Pays au dela

"As to the natural parts I have, of which this is the essay, I find them to bow under the burden; my fancy and judgment do but grope in the dark, tripping and stumbling [wobbling] in the way, and when I have gone as far as I can, I am in no degree satisfied; I discover still a new and greater extent of land before me, with a troubled and imperfect sight and wrapped up in clouds, that I am not able to penetrate." Montaigne-"On the Education of Children"

My domain name, "Pais au dela," is the original French translated here as "extent of land before me." My goal for this page will be to explore, in an ambling way at times, the great land before me hoping to find clarity as I advance. I will focus centrally though not exclusively on mental health issues in my stumbling march forward.

Wednesday, June 12, 2013

Chasm


Seeping lava oozing and solidity of the surface beginning to dry and harden into place. Several billion years of earth always shifting. A life. An eye blink.  A single instant of stillness. A snap shot a mere 80 years wide. Permanent light written onto silver bromide plates objectively captures the whole picture. Ca a été. Motionless and complete. Save the blurry splotch down at the bottom. And the unnamed forms halfway jutting into the upper left corner. A half road towards virgin forests unexplored? What lies just beyond the frame? A life that could have been? A cosmic finger slipped accidentally in front of the lens? The angle of the shot, some say, makes all the difference.

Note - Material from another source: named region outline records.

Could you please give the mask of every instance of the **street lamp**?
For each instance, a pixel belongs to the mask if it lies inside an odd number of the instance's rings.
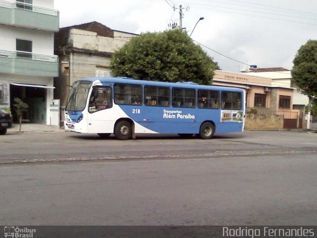
[[[198,24],[198,22],[199,22],[199,21],[201,21],[202,20],[204,20],[204,17],[201,17],[200,18],[199,18],[199,20],[198,20],[197,21],[197,22],[196,22],[196,25],[195,25],[195,26],[194,27],[194,29],[193,29],[193,30],[192,31],[192,33],[190,33],[190,35],[189,35],[189,37],[190,37],[192,35],[192,34],[193,34],[193,32],[194,31],[194,30],[195,30],[195,28],[196,27],[196,26],[197,25],[197,24]]]

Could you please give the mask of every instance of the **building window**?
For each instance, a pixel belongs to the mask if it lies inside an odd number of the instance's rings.
[[[265,107],[265,102],[266,101],[266,94],[260,94],[256,93],[254,96],[254,106]]]
[[[16,56],[18,57],[32,58],[32,42],[31,41],[16,39]]]
[[[110,69],[96,69],[96,77],[110,77],[111,76],[111,70]]]
[[[291,97],[290,96],[280,96],[278,108],[287,109],[290,109]]]
[[[33,4],[33,0],[16,0],[16,1],[17,2],[21,2],[21,3],[16,3],[16,7],[19,8],[31,10],[33,9],[32,4]]]
[[[0,85],[0,102],[7,101],[8,85],[7,84]]]
[[[241,110],[242,108],[242,94],[235,92],[221,92],[221,108]]]

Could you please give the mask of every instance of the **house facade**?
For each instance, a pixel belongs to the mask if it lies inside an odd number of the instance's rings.
[[[53,0],[0,0],[0,109],[10,111],[14,98],[29,106],[23,119],[58,124],[53,78],[58,75],[54,33],[59,13]]]
[[[293,109],[294,88],[284,84],[279,85],[274,79],[269,77],[221,70],[215,71],[213,85],[245,89],[247,113],[267,117],[262,119],[264,122],[262,128],[259,128],[258,121],[256,122],[258,125],[254,125],[254,128],[281,129],[283,127],[301,127],[300,110]],[[281,121],[276,117],[277,115],[281,116]],[[246,123],[247,119],[246,119]],[[271,127],[267,122],[269,121],[272,124]]]
[[[66,106],[70,87],[79,79],[110,75],[114,51],[138,35],[112,30],[99,22],[61,28],[55,34],[55,54],[59,76],[55,78],[55,98]]]
[[[308,105],[309,99],[300,91],[292,78],[291,71],[282,68],[255,68],[246,74],[252,76],[264,77],[272,79],[272,86],[284,88],[293,88],[293,109],[305,112],[305,107]]]

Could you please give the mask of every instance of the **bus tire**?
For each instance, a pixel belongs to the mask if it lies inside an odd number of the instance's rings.
[[[199,135],[200,138],[205,140],[212,138],[214,133],[214,126],[209,122],[204,122],[200,127]]]
[[[132,134],[132,128],[128,121],[120,120],[114,126],[114,135],[118,140],[128,140]]]
[[[98,133],[97,134],[100,136],[101,138],[107,138],[110,135],[111,135],[110,133]]]

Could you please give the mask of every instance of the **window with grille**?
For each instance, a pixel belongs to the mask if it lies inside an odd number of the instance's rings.
[[[26,40],[16,39],[16,56],[32,58],[32,42]]]
[[[96,77],[110,77],[111,76],[111,70],[110,69],[96,69]]]
[[[290,109],[291,108],[291,97],[289,96],[280,96],[278,107],[279,108]]]
[[[256,93],[254,96],[254,106],[265,107],[265,102],[266,101],[266,94],[260,94]]]
[[[16,0],[16,7],[19,8],[31,10],[33,9],[32,4],[33,4],[33,0]],[[21,2],[21,3],[18,2]]]

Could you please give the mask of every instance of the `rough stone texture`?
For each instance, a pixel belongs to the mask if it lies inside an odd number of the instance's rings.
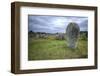
[[[70,48],[77,47],[79,32],[80,32],[80,28],[77,23],[71,22],[68,24],[66,29],[68,47]]]

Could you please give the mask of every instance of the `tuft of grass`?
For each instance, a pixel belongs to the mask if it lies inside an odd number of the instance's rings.
[[[79,40],[78,47],[67,47],[66,40],[34,39],[28,40],[28,60],[52,60],[87,58],[87,41]]]

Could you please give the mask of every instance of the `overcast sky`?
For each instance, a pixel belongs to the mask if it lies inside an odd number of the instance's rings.
[[[70,22],[79,25],[80,31],[88,30],[88,17],[75,16],[28,16],[28,31],[46,33],[65,33]]]

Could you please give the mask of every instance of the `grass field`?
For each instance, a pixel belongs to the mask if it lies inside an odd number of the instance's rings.
[[[87,58],[87,55],[87,40],[79,40],[76,49],[68,48],[66,40],[28,40],[28,60]]]

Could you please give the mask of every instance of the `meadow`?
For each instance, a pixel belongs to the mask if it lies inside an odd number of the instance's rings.
[[[87,58],[87,40],[79,39],[77,48],[67,47],[66,40],[28,38],[28,60]]]

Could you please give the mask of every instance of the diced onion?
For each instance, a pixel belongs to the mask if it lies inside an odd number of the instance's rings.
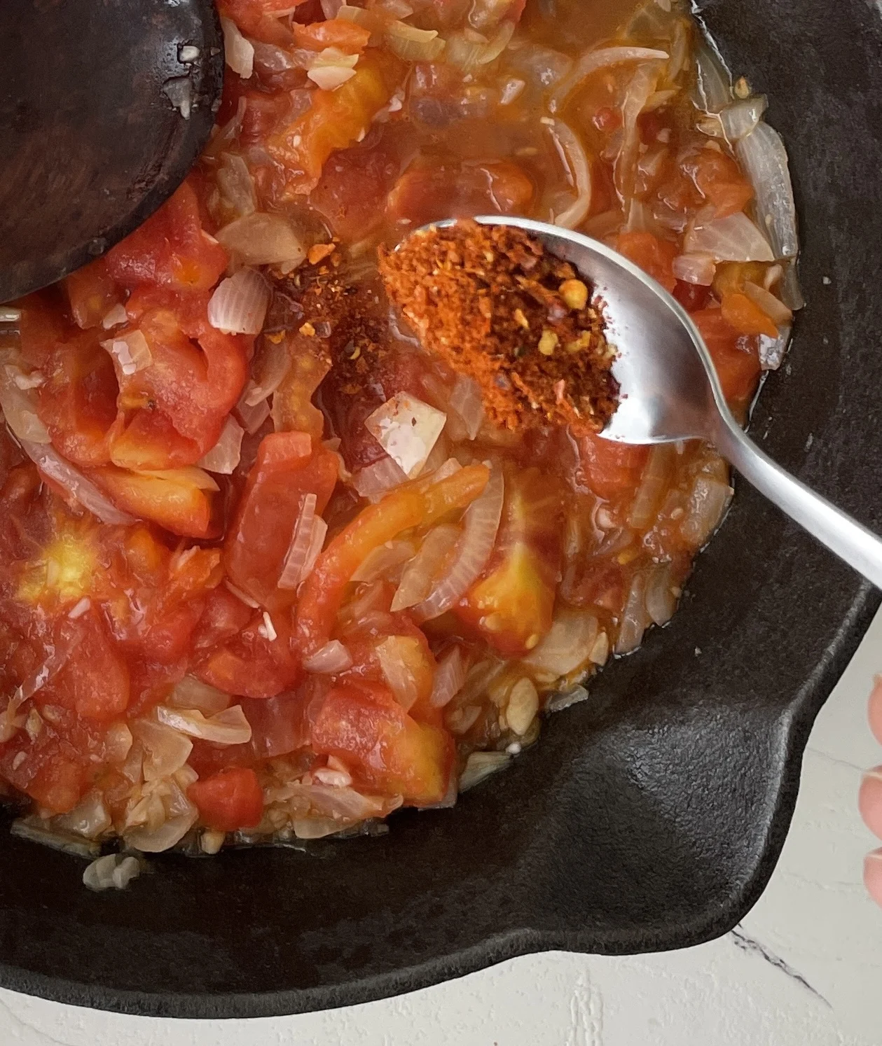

A river centuries deep cuts the banks steadily migrating several feet to the left over 20 years, steady drift that never arrives. Unnoticeable change finite and constant where billions of years ago a dry colossal mass of rock and dust hover in space and time. A hot loud bang diced the rock. Jagged, two parts slipped to either side of a miniscule fissure, at first imperceptible, separating what heavens vault had originally cracked.  

Time passes. With cartoon like fluidity, the fissure yawns apart. Two sublime and daunting stones repel each other and float divided by emptiness out further and further towards opposite ends of existence. Slowly the momentum dwindles and eventually comes to a full stop. The rocks spin wildly in place, out of synch, unguided, heads flipping and rotating, pointing sometimes up or down or backwards, momentarily towards and then back away from each other. A blade of grass dwarfed by light years sprouts from nothing. Faint sounds of water trickle intermittently.

The rocks are still and nearly aligned, several inches closer to each other maybe, but on this scale, it’s hard to tell. The blade of grass lengthens and several others appear. Sounds grow louder, some indistinguishable, potential signs of animated life or simply expanded notes of the mineral stream passing. The rocks are closer—it is clear—and moving again, slowly accelerating back towards their starting place. Several drops develop scattered with large empty gaps between them. Elements on mismatched scales are converging, negotiating the steps of coherence. Drops expand into puddles their blurry edges filling up the blanks between them, and pushed by the force of approaching stone, puddles find each other and flow together. Things are moving fast now. Lush vegetation bursting open. Rocks lengthening and flattening. Distinct rustlings in the brush. A steady rush of water audible as the stream shades in a final remaining hole at its center.   

The edges of land and river are close. Water spills outward in all directions, an uneven ameba-like advance searching for a barrier. A first foot splashes aground and fills up the stone's outer contours. Then another upstream, and another and another. All along the shore where water touches rock, the flow recedes back towards the river’s center, spinning as it retreats coloring in the last remaining gaps to form unbroken contiguous banks fixed and reestablished back where we know them.